Barınma krizine üç boyutlu çözüm

Çetin kış şartlarında 1.5 milyon kişiyi evsiz bırakan deprem Türkiye’deki mevcut barınma krizini daha da derinleştirdi. Konut üretiminde yıldızı parlayan hızlı ve ekonomik bir çözüm, bu sürece katkı sağlayabilir

6 Şubat’ta yaşanan Gaziantep ve Kahramanmaraş merkezli depremin sebep olduğu maddi ve manevi yaraların bir dizi cerrahi müdahaleye ve uzun bir tedavi sürecine muhtaç olduğu ortada. Ancak canların emanet edildiği hekimler kanamayı durdurmak yerine ateşi düşürmeye çalışıyor gibi.

Bakanların bölgeden art arda yaptığı açıklamalar bir dizi yeni düzenlemeyi müjdeledi. “Meğer bunların hepsi düzenleme eksikliğindenmiş” diyerek teselli buldum. Aynı naiflik ile Çevre, Şehircilik ve İklim Değişikliği Bakanı Murat Kurum’un “Kentsel dönüşüm üzerinden siyaset yapmayalım. Gelin hep birlikte masanın bir tarafında olalım. Hep birlikte bu süreci yönetelim. Başka acılar yaşamayalım” şeklindeki çağrısını dinlerken bu yazıya karar verdim. Olur ya bakarsınız aklın, mantığın, sağduyunun ve bilimin hatırlandığı bu günlerde, birilerinin aklında birkaç tortu bırakabiliriz.

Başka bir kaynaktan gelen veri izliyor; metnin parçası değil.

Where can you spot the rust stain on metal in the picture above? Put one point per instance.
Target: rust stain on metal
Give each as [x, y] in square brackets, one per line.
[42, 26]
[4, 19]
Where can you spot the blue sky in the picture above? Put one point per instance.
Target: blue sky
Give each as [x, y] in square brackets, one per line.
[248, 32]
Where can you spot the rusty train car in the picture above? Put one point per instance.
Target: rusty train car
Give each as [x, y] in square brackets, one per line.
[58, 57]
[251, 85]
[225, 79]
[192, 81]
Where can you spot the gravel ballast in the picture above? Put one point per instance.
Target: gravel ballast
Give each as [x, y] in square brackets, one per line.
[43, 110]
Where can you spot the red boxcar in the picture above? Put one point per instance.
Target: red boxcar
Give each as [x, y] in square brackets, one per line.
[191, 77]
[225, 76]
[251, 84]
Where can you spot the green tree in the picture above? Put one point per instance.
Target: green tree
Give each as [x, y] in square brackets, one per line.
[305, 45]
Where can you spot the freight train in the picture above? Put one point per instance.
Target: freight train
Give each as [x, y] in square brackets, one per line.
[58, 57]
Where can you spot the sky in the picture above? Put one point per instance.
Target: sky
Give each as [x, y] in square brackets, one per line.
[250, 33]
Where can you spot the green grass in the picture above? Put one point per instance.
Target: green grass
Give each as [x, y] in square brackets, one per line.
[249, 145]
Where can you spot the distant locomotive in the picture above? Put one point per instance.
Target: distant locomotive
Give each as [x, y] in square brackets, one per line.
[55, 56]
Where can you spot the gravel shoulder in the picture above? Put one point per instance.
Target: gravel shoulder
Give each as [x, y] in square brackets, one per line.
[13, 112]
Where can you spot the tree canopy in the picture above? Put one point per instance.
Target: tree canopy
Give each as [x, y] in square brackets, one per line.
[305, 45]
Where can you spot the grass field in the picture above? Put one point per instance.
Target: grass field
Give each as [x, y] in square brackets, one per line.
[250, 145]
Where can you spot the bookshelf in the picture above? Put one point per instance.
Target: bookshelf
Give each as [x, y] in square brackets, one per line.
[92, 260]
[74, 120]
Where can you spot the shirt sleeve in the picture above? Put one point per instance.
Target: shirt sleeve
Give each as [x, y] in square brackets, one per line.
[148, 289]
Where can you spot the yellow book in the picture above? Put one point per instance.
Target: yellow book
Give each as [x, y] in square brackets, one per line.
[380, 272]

Birleşmiş Milletler raporuna göre söz konusu deprem 10 şehrimizde 14 milyona yakın kişinin hayatını değiştirirken, 1.5 milyon kişiyi evsiz bıraktı. (Suriye’de aynı kaderi paylaşan 500 bin kişiyi de unutmamalı). Dolayısıyla Maslow’un o meşhur ihtiyaçlar zincirindeki en temel ihtiyaca karşılık gelen “barınma” meselesini çözmek için en mütevazı planda dahi en az 500 bin yeni konut inşa etmek gerekiyor.

Böylesi bir afet sonrasında sağduyu -nihayet kıymeti anlaşılan- jeolog, kent planlamacısı, mimar, mühendis gibi farklı disiplinlerden uzmanların bir araya gelerek hünerlerini göstermesini umuyor (geçtiğimiz hafta gazetemizde yayımlanan Emre Arolat söyleşisini tavsiye ederim). Fakat görünen o ki bu umut tren istasyonunda otobüs beklemekten farksız. Zira hükümet 6 ay içinde yeni konutları teslim etme hedefinde. Oysa bir kısmı zehirli atıklardan oluşan 70 milyon tonun üzerindeki enkaz bile başlı başına bir mesele.
Depremin ardından gündemdeki yerini artırmış olsa da “barınma sorunu”, zaman ve mekandan bağımsız; küresel bir sıkıntı. Öyle ki 2023 Dünya Ekonomik Forumu’nun küresel risk raporunda dahi “barınma maliyeti krizi” başlığıyla listenin ilk sırasında yer alıyor.